「認知症ケアの専門性を高めたい」「認知症介護のスペシャリストとして活躍したい」── 高齢化に伴い需要が拡大する 認知症ケア。本記事は、認知症ケア専門士・認知症介護実践リーダー研修などの上位資格・年収アップ戦略・勤務先の特徴・求人サービスの選び方を、実用ベースで整理しました。
この記事の答え(要点3行)
- 認知症ケア関連の上位資格は 認知症ケア専門士・認知症介護実践リーダー研修・認知症介護指導者研修等
- 取得後の年収アップは 30万〜100万円/年。グループホーム・特養で需要大
- BPSD対応・看取りケア・家族支援の3軸が認知症ケア専門性の核心
1. 30秒診断:認知症ケア専門に向くか
- 介護現場での実務経験 3年以上
- 認知症利用者・家族との関わりにやりがいを感じる
- BPSD(行動・心理症状)への対応に意欲がある
- 長期的に認知症ケアの専門家を目指したい
- グループホーム・特養での勤務に興味がある
| 該当 | 推奨パターン |
|---|---|
| 1+2が中心 | 認知症介護基礎研修・実践者研修受講 |
| 1+3+4が中心 | 認知症ケア専門士・実践リーダー研修 |
| 1+5が中心 | グループホーム・特養への転職 |
| 長期キャリア志向 | 認知症介護指導者・施設長候補 |
2. 認知症ケアの主な専門資格

| 資格・研修 | 主催 | 受講要件 |
|---|---|---|
| 認知症介護基礎研修 | 都道府県 | 介護職員(無資格者も対象) |
| 認知症介護実践者研修 | 都道府県 | 介護実務経験2年以上 |
| 認知症介護実践リーダー研修 | 都道府県 | 実践者研修修了+実務経験5年 |
| 認知症介護指導者研修 | 都道府県 | 実践リーダー研修修了+実務経験3年 |
| 認知症ケア専門士 | 日本認知症ケア学会 | 認知症ケア実務経験3年以上+試験 |
| 認知症ケア上級専門士 | 日本認知症ケア学会 | 専門士+実務経験+研究論文 |
| 認知症看護認定看護師 | 日本看護協会 | 看護師経験5年+認定教育機関修了 |
段階的取得の標準ルート
- 認知症介護基礎研修(介護職員必須化進行中)
- 認知症介護実践者研修(実務経験2年)
- 認知症介護実践リーダー研修(実務経験5年)
- 認知症ケア専門士(実務経験3年)
- 認知症介護指導者研修(指導者ポジション)
3. 認知症ケア専門士の詳細
認知症ケア専門士は、日本認知症ケア学会認定の民間資格。

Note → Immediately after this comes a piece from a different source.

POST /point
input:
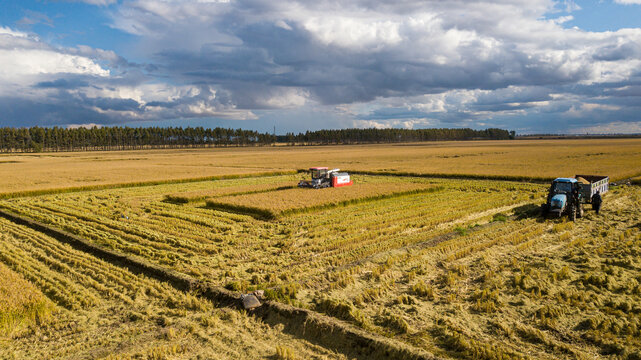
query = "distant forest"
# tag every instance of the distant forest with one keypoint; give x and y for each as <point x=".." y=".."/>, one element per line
<point x="38" y="139"/>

学会員でなくても受験可能で、介護職・看護職・医療職など職種を問わず取得できます。
受験要件
- 認知症ケア実務経験3年以上(過去10年以内)
- 受験申請時に5年間の自己学習実績
試験内容
- 第1次試験:マークシート式(4分野)
- 第2次試験:論述・面接
- 合格率:約50〜60%
- 受験料:1次12,000円+2次8,000円
更新
- 5年ごとの更新
- 更新には学会参加・論文・継続学習の単位取得が必要
4. 認知症ケア関連資格 取得後の年収レンジ

| 資格・ポジション | 年収目安 | 年収アップ幅 |
|---|---|---|
| 認知症介護基礎研修修了 | 320万〜380万円 | +10〜20万円 |
| 認知症介護実践者研修修了 | 360万〜430万円 | +20〜30万円 |
| 認知症介護実践リーダー研修修了 | 420万〜500万円 | +30〜50万円 |
| 認知症ケア専門士 | 450万〜550万円 | +30〜80万円 |
| 認知症介護指導者 | 500万〜650万円 | +50〜100万円 |
| 認知症看護認定看護師 | 500万〜700万円 | +50〜100万円 |
| グループホーム管理者 | 500万〜700万円 | +100〜200万円 |

5. 認知症ケアの主な勤務先
| 勤務先 | 特徴 | 専門性発揮度 |
|---|---|---|
| グループホーム | 9名/ユニットの認知症専門小規模施設 | ◎ 最も専門性発揮 |
| 特別養護老人ホーム | 認知症利用者の比率高い | ◎ 看取りケアも |
| 有料老人ホーム(認知症対応型) | 認知症ケア強化施設 | ○ 民間運営の幅 |
| デイサービス(認知症対応型) | 通所型・日中ケア中心 | ○ 在宅家族支援 |
| 訪問介護(認知症対応強化) | 在宅認知症ケア | ○ 1対1の深い関わり |
| 認知症疾患医療センター | 診断・治療・地域連携 | ◎ 医療的専門性 |
| 地域包括支援センター | 地域の認知症初期対応 | ◎ 地域連携の中核 |
6. BPSD(行動・心理症状)への対応
認知症ケアの核心は BPSD(Behavioral and Psychological Symptoms of Dementia) への対応。徘徊・攻撃性・幻覚・妄想・抑うつ等の行動・心理症状への適切な対応が、利用者・家族の生活の質を左右します。
主なBPSDと対応原則
| BPSD症状 | 対応の基本原則 |
|---|---|
| 徘徊 | 環境整備・GPS活用・本人の意思尊重 |
| 攻撃性・暴言 | 距離・時間・環境調整・不安要因の除去 |
| 幻覚・妄想 | 否定せず・受容・環境変更 |
| 抑うつ | 傾聴・活動参加・主治医連携 |
| 不眠 | 日中の活動・光療法・環境調整 |
| 食事拒否 | 嗜好確認・環境変更・少量頻回食 |
| 排泄トラブル | 排泄パターン把握・環境配慮 |
パーソンセンタード・ケア
認知症ケアの基本理念は 「その人らしさを尊重する」 パーソンセンタード・ケア(イギリスの心理学者トム・キットウッドが提唱)。利用者の生活史・価値観・好みを理解し、個別性を重視するアプローチが標準化しています。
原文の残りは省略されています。